Hello. Thank you for sharing this code; I think it's really interesting work and I'm keen to try it for my dataset. To get started, I'd like to train the example on an A6000 using CUDA 11.7. I tried the specified versions in the environment.yml but need to bump up the CUDA version to get A6000 support. I get this error:

experiments/experiment_1/
backing up... done.
train.py:1301: DeprecationWarning: Starting with ImageIO v3 the behavior of this function will switch to that of iio.v3.imread.

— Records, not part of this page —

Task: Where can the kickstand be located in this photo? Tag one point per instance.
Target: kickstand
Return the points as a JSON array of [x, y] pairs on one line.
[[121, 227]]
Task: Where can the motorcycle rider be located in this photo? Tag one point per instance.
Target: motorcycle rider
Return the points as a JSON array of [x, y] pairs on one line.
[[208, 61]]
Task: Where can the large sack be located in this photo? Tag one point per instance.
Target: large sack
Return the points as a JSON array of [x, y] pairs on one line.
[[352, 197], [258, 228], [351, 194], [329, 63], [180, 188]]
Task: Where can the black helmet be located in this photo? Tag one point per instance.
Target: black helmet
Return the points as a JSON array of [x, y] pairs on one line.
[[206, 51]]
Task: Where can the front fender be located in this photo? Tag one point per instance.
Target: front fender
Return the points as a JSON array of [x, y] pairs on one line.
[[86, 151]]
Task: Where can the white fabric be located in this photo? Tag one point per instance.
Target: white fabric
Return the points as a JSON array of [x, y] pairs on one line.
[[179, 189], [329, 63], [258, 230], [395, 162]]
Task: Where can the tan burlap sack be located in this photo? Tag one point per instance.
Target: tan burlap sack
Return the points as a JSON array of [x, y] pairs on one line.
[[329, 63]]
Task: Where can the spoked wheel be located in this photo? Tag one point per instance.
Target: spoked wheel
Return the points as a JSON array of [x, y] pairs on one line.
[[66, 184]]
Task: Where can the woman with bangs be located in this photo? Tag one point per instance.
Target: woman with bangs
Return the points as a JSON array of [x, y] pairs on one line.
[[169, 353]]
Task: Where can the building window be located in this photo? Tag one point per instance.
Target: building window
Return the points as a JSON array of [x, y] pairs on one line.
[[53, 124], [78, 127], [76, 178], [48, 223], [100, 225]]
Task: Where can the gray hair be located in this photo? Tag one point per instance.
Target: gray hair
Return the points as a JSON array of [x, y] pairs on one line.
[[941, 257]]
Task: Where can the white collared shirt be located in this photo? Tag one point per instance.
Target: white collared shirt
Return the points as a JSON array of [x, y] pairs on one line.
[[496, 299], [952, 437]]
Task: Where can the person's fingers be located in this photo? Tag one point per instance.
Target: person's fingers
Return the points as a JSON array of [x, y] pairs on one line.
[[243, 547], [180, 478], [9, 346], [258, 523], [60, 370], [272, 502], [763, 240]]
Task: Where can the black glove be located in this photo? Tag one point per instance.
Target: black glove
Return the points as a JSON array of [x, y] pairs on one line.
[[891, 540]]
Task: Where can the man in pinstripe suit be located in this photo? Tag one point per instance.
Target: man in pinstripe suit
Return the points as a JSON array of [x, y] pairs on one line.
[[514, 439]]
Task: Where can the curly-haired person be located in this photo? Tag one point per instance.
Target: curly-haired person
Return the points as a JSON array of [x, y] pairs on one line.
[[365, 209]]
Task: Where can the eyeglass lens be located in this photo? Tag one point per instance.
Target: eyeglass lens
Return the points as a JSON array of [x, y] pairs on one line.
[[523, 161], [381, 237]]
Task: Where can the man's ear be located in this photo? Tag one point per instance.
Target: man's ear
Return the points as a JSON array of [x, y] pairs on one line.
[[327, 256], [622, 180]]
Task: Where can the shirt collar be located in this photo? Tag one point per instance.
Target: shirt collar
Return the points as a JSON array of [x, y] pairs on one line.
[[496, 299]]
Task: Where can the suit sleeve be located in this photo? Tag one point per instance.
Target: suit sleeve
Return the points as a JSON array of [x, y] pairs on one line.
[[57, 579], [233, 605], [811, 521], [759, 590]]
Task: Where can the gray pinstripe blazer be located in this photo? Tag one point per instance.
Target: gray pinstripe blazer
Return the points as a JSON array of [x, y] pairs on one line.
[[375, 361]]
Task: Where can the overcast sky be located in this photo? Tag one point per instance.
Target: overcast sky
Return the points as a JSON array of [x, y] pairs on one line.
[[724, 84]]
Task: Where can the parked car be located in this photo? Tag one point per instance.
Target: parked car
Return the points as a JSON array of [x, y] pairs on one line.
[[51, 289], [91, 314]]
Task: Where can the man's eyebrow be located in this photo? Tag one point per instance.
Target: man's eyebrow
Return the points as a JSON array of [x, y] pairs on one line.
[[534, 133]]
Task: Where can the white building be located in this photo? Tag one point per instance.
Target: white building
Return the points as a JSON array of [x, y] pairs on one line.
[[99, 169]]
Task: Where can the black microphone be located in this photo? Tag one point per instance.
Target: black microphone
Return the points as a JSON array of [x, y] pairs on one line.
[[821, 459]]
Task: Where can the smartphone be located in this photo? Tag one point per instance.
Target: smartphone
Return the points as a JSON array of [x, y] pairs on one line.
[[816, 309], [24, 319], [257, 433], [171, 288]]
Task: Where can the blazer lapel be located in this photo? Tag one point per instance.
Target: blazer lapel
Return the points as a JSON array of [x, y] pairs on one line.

To keep the current behavior (and make this warning disappear) use `import imageio.v2 as imageio` or call `imageio.v2.imread` directly.
  return imageio.imread(f, ignoregamma=True) if f[-4:] == ".png" else imageio.imread(f)
Loaded llff (86, 384, 512, 3) (120, 3, 5) [384.         512.         256.60952759] data/example_sequence/
DEFINING BOUNDS
NEAR FAR 0.0021997066447511314 1.0024441480636597
Found ckpts []
start: 0 args.N_iters: 200000
C:\Users\dwil6816\Anaconda3\envs\nrnerf\lib\site-packages\torch\functional.py:504: UserWarning: torch.meshgrid: in an upcoming release, it will be required to pass the indexing argument. (Triggered internally at C:\actions-runner\_work\pytorch\pytorch\builder\windows\pytorch\aten\src\ATen\native\TensorShape.cpp:3191.)
  return _VF.meshgrid(tensors, **kwargs)  # type: ignore[attr-defined]
get rays
done, concats
(86, 384, 512, 4, 3)
TRAIN views are [ 0  1  2  3  4  5  6  7  8  9 10 11 12 13 14 15 16 17 18 19 20 21 22 23
 24 25 26 27 28 29 30 31 32 33 34 35 36 37 38 39 40 41 42 43 44 45 46 47
 48 49 50 51 52 53 54 55 56 57 58 59 60 61 62 63 64 65 66 67 68 69 70 71
 72 73 74 75 76 77 78 79 80 81 82 83 84 85]
TEST views are []
VAL views are []
Begin
  0%|                                                                                       | 0/200000 [00:00<?, ?it/s]
Traceback (most recent call last):
  File "train.py", line 2016, in <module>
    main_function(args)
  File "train.py", line 1566, in main_function
    losses = parallel_training(
  File "C:\Users\dwil6816\Anaconda3\envs\nrnerf\lib\site-packages\torch\nn\modules\module.py", line 1194, in _call_impl
    return forward_call(*input, **kwargs)
  File "C:\Users\dwil6816\Anaconda3\envs\nrnerf\lib\site-packages\torch\nn\parallel\data_parallel.py", line 169, in forward
    return self.module(*inputs[0], **kwargs[0])
  File "C:\Users\dwil6816\Anaconda3\envs\nrnerf\lib\site-packages\torch\nn\modules\module.py", line 1194, in _call_impl
    return forward_call(*input, **kwargs)
  File "train.py", line 188, in forward
    imageid_to_timestepid[batch_pixel_indices[:, 0]], :
RuntimeError: indices should be either on cpu or on the same device as the indexed tensor (cpu)

Here are the Torch versions I'm using:

torch               1.13.1+cu117
torchaudio          0.13.1+cu117
torchvision         0.14.1+cu117

I'm new to Pytorch so I'm wondering whether there's a global fix or do I need to go through and check where the tensors are allocated?